University of Minnesota
Institute of Technology
http://www.it.umn.edu
612-624-2006
myU OneStop



Electrical and Computer Engineering

Kernel Learning for Correlation Analysis of Big Data

S.Y. Kung, Princeton University

Abstract
It has been a major challenge to develop learning paradigms to effectively tackle the 3V issues - volume, velocity and variability of big data[Laney2001].   Algorithmically,   intuitive but powerful correlation analysis has been proposed to unravel the  information hidden in big data[Schonberger2012].  Kernel learning represents a major technical forefront for correlation analysis, whereas  the sample-based correlation matrix is  represented by  a kernel matrix  with the correlation of two samples modeled by  a kernel function.  It is from the kernel’s perspective, we shall shed some light on big data’s learning  paradigms:
1. Volume/Velocity  of data:   We shall present some promising computational frameworks  for managing large-scale and high-dimensional datasets.    Based on a notion of WEC[Kung2014], various iterative pruning methods have been proposed to quickly weed  out non-support training vectors, thus substantially mitigating the learning complexity.

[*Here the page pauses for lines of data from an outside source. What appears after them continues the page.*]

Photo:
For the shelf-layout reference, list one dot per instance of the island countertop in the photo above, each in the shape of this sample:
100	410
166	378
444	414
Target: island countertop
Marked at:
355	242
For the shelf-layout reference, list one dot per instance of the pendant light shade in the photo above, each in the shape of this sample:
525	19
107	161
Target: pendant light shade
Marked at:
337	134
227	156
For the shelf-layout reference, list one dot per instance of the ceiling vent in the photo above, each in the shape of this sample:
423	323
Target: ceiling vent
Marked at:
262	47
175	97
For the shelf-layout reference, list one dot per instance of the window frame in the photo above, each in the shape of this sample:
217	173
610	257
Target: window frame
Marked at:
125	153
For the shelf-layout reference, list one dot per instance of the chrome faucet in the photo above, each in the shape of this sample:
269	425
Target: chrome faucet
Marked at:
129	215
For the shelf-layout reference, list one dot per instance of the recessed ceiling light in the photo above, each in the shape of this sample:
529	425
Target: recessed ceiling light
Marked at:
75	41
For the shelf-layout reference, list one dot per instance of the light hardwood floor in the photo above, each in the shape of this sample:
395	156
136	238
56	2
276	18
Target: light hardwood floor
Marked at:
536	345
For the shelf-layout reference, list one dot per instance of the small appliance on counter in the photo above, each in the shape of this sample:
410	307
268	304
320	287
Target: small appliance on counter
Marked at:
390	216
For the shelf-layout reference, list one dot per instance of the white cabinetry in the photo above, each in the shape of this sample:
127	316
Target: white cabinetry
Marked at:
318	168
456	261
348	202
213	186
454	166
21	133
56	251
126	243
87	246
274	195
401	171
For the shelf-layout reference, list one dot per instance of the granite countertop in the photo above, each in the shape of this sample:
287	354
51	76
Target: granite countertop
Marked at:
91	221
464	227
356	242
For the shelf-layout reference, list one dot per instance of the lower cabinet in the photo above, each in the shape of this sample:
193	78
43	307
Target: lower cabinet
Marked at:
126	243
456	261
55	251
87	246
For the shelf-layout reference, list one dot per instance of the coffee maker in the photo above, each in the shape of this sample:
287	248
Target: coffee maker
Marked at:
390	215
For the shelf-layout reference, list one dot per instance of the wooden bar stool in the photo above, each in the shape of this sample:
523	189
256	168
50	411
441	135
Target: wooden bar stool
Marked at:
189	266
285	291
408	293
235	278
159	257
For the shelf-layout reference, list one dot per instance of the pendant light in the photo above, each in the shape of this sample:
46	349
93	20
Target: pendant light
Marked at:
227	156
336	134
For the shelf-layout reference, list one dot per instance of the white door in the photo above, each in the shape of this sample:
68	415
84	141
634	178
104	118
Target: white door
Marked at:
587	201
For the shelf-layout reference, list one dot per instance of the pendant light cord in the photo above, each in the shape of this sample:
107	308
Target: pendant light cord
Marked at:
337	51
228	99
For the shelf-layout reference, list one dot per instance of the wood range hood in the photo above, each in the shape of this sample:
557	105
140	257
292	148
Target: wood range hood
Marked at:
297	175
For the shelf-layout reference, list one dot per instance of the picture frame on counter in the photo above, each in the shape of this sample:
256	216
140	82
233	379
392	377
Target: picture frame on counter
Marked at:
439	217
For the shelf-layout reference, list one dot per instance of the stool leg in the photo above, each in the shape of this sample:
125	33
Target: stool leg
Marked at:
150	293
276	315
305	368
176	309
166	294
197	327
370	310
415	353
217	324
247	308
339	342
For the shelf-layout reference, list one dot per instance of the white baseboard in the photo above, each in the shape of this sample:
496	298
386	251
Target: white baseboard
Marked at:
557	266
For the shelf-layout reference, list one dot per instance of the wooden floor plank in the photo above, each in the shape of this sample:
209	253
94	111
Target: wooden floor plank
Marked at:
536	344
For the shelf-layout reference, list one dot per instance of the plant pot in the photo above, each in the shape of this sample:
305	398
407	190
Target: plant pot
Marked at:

Alternatively,  divide-and-conquer  techniques partition an application into many fragments, each of which  executable on any processing node in a cluster, e.g.  Google’s MapReduce adopted by open-source Hadoop.  
2. Visualizing of data:   Visualization of massive and messy data plays a vital role in bridging the apparent messiness and hidden knowledge in big data.  PCA is the classical method for dimension reduction and visualization.   PCA   is  however by definition unsupervised and  scale dependent.  Consequently, many practical applications must opt for a more powerful Discriminant Component Analysis (DCA),   computable as a closed-form solution with maximal SNR metric.  Furthermore,  DCA can be viewed  as  the  supervised and scale-invariant  counterpart of PCA.
3. Variability of data:  Big data are often imprecise and even incomplete sometimes.  For such  “messy”  data ,  an implicit principle  behind big data is to have all the data examined, i.e.  embracing  imprecise and incomplete ones.  This should help facilitate best correlation/trend analysis, which in turn yields optimal prediction and prioritization.  In this talk, the learning principle will be exemplified by a novel and effective scheme (per experimental results) -- Kernel Approach to  Incomplete Data Analysis (KAIDA) --  built upon a notion of pairwise partial correlation.

 

Bio Sketch
S.Y. Kung is a Professor at Department of Electrical Engineering in Princeton University.   His research areas include machine learning,  data mining and analysis, statistical estimation, system  identification, wireless communication, VLSI array processors, genomic signal processing, and multimedia information processing.   He  was a founding member of several Technical Committees (TC) of the IEEE Signal Processing Society, and was appointed as the first Associate Editor in VLSI Area (1984) and later the first Associate Editor in Neural Network (1991) for the IEEE Transactions on Signal Processing.   He has been  a Fellow of IEEE since 1988.  He served as a Member of the Board of Governors of the IEEE Signal Processing Society (1989-1991).  Since 1990,  he has been the Editor-In-Chief of the Journal of VLSI Signal Processing Systems.  He was a recipient of IEEE Signal Processing Society's Technical Achievement Award for the contributions on "parallel processing and neural network algorithms for signal processing" (1992); a Distinguished Lecturer of IEEE Signal Processing Society (1994); a recipient of IEEE Signal Processing Society's Best Paper Award for his publication on principal component neural networks (1996); and a recipient of the IEEE Third Millennium Medal (2000).    He has authored and co-authored more than 500 technical publications and numerous textbooks including  ``VLSI Array Processors'', Prentice-Hall (1988); ``Digital Neural Networks'', Prentice-Hall (1993) ; ``Principal Component Neural Networks'', John-Wiley (1996);  ``Biometric Authentication: A Machine Learning Approach'', Prentice-Hall (2004); and  ``Kernel Methods and  Machine Learning”, Cambridge University Press (2014).